Since as far as I could find (and based on the lack of responses) it seems like there is not a way lua filters can do this, I decided to solve this issue with Python and mark this as solved.

The workaround I could find is:

  • Use Python to pre-process the GitLab Flavored Markdown (GLFM) and generate a merged markdown document that includes
  • Fix some issues in the markdown. In this case:
    • I found out that headers starting with a number (in our case "3GPP") did not correctly generate a link in the ToC, so this was replaced for something else not starting with a number
  • Call pandoc from the script using pypandoc to generate an HTML file
    • applying a nice table formatting. In this example, the one from @jez, see here, get it here

The code I used is provided below. Maybe someone finds a way to do something like this within pandoc, but as for now, this effectively solves my problem :)

import os
import re

import pypandoc

# Pre-processes a Gitlab-flavored Markdown file such that
#   - ::include directives are replaced by the actual file
#   - [[_TOC_]]

# Requires pandoc!!!
# See https://pypi.org/project/pypandoc/

pandoc_location = r'<pandoc_folder>\pandoc.exe'
input_file = r'<path_to_your_file.md>'
to_format = 'html5'

print(f'Setting pandoc location to {pandoc_location}')
os.environ.setdefault('PYPANDOC_PANDOC', pandoc_location)

current_path = __file__
current_folder, current_filename = os.path.split(current_path)
tmp_file = os.path.join(current_folder, 'tmp.md')
print(f'Using tmp. file {tmp_file}')

with open(input_file, 'r') as f:
    input_md = f.read()

print(f'Read {input_file}. Length={len(input_md)}')

input_folder, input_file = os.path.split(input_file)
input_base, input_ext = os.path.splitext(input_file)

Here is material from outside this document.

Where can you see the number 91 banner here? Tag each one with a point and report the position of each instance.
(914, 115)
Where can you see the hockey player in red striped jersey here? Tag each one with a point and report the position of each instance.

all_matches = [re.match(r'\:\:include{file=([\W\w\.\/\d]+)}', e) for e in input_md.splitlines() ]
all_matches = [e for e in all_matches if e is not None]
for include_match in all_matches:
    include_path = include_match.group(1)
    abs_path = os.path.abspath(os.path.join(input_folder, include_path))
    print(f'Including {abs_path}')
    try:
        with open(abs_path, 'r') as f:
            include_file_content = f.read()
        input_md = input_md.replace(include_match.group(0), include_file_content)
    except Exception as e:
        print(f'Could not include file: {e}')

# Process ToC
def slugify(text):
    """Converts heading text into a GitHub-style anchor slug."""
    text = text.strip().lower()
    text = re.sub(r'[^\w\s-]', '', text)
    return re.sub(r'[\s]+', '-', text)

def strip_markdown_links(text):
    """Extracts visible text from markdown-style links [text](url)."""
    return re.sub(r'\[([^\]]+)\]\([^)]+\)', r'\1', text)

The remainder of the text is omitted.